All’inizio va tutto bene, dopo il nonno è il mio turno. Ho ricevuto un maglione giallo, dei soldi, un portafoglio di Hello Kitty (sospetto da parte di mia sorella) e dei calzini con due renne giganti che non riuscirei mai a far entrare in una scarpa.
Poi sta alla mamma. Io le ho regalato una lettera, perché adora questo genere di cose. Mi abbraccia commossa e legge la lettera ad alta voce, uno dei momenti più imbarazzanti della mia vita. Mia sorella, accanto a lei, fa finta di vomitare.
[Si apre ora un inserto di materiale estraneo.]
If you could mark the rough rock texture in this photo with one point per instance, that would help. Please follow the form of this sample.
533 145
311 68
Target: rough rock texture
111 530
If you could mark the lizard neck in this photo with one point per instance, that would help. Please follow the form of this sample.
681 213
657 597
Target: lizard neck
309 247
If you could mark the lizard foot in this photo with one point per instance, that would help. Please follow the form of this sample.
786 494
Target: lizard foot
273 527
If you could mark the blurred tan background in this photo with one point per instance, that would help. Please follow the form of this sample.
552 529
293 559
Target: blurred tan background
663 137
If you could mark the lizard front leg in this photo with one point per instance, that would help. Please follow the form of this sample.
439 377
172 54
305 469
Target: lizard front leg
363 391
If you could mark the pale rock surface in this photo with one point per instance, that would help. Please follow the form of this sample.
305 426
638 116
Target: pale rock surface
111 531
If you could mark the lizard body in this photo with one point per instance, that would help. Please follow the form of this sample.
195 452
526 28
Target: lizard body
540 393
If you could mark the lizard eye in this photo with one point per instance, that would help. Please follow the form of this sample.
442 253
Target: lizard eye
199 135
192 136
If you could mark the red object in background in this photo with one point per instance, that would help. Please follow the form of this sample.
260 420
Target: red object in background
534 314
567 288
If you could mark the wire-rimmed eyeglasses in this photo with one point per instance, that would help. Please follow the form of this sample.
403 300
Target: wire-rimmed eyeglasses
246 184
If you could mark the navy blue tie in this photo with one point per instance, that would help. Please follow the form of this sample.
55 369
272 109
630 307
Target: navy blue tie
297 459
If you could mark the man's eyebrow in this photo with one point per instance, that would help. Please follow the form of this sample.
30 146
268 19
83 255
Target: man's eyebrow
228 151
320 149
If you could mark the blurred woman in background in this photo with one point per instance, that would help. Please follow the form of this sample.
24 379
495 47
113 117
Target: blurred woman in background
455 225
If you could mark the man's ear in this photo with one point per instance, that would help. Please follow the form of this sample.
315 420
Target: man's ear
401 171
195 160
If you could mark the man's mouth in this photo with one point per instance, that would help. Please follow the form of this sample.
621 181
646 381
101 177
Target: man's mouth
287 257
Lei le ha regalato una nuova carica per il telefono.
Il prossimo regalo da aprire è un pacchettino blu in fondo all’albero. Mia mamma allunga il braccio per prenderlo ed è allora che noto un leggero cambiamento nell’espressione dell’Essere. Un sorriso? Non perdo tempo per domandarmelo. Mi butto addosso al regalo, urtando per sbaglio una delle mie zie, che fa cadere il suo bicchiere di vino addosso a mia sorella, la quale urla come se l’avessero gettata in un lago ghiacciato. La mamma è furiosa. Mi urla addosso, chiedendomi cosa mi prende.
– È lei, mamma! – dico io indicando l’ Essere – Non fidarti, è un alieno! Stavo solo cercando di…- Lei non mi lascia finire. Mi porta in camera dei nonni e mi dice di rimanere lì fino alla fine della festa. E le ho appena salvato la vita…
Sento dei passi in fondo alle scale. All’inizio penso che sia la mamma che vuole scusarsi, ma poi mi rendo conto che i passi sono troppo leggeri, troppo lenti per essere quelli della mamma. Ora ho paura. Cerco dove nascondermi, ma il letto dei nonni è troppo basso. Nella scala ci sono 42 scalini, conto i suoi passi per calcolare il tempo che ho. Apro l’armadio, è pieno di vestiti e materassi ammucchiati. 38 scalini. Valuto se nascondermi dentro il letto, ma non sono così fine, mi troverebbe subito. 31 scalini. Tasto disperatamente il muro alla ricerca di un luogo dove nascondermi. 24 scalini. Spalanco le porte dell’armadio e inizio a svuotarlo quanto basta per farmi entrare. 17 scalini. L’armadio è troppo grande. 10 scalini. Lascio perdere l’armadio. 5 scalini.
Disperato, afferro la vecchia mazza da baseball del nonno. 3 scalini. Mi preparo. La porta si apre, io alzo la mazza e..

Apro gli occhi di scatto. Sono in piedi accanto al letto, in mano ho un righello e lo punto contro il mio poster di Sherlock Holmes. L’ultima cosa che ricordo è di essermi addormentato mentre leggevo un fumetto sugli alieni.
La porta si apre e io mi giro terrorizzato. Sulla soglia c’è mia sorella, gli occhi incollati al telefono.
– Alzati microbo! – mi dice. Sì, è lei. Io rimango immobile, la faccia sconvolta. Solo dopo un po’ alza lo sguardo dal telefono e mi guarda inarcando le sopracciglia.
– Cosa diavolo stai facendo ? – mi chiede.
Io fisso il righello, che tengo ancora in mano.
– Io… non lo so – dico confuso.
Mia sorella mi guarda per qualche secondo, poi alza gli occhi al cielo e mi tira dei vestiti addosso.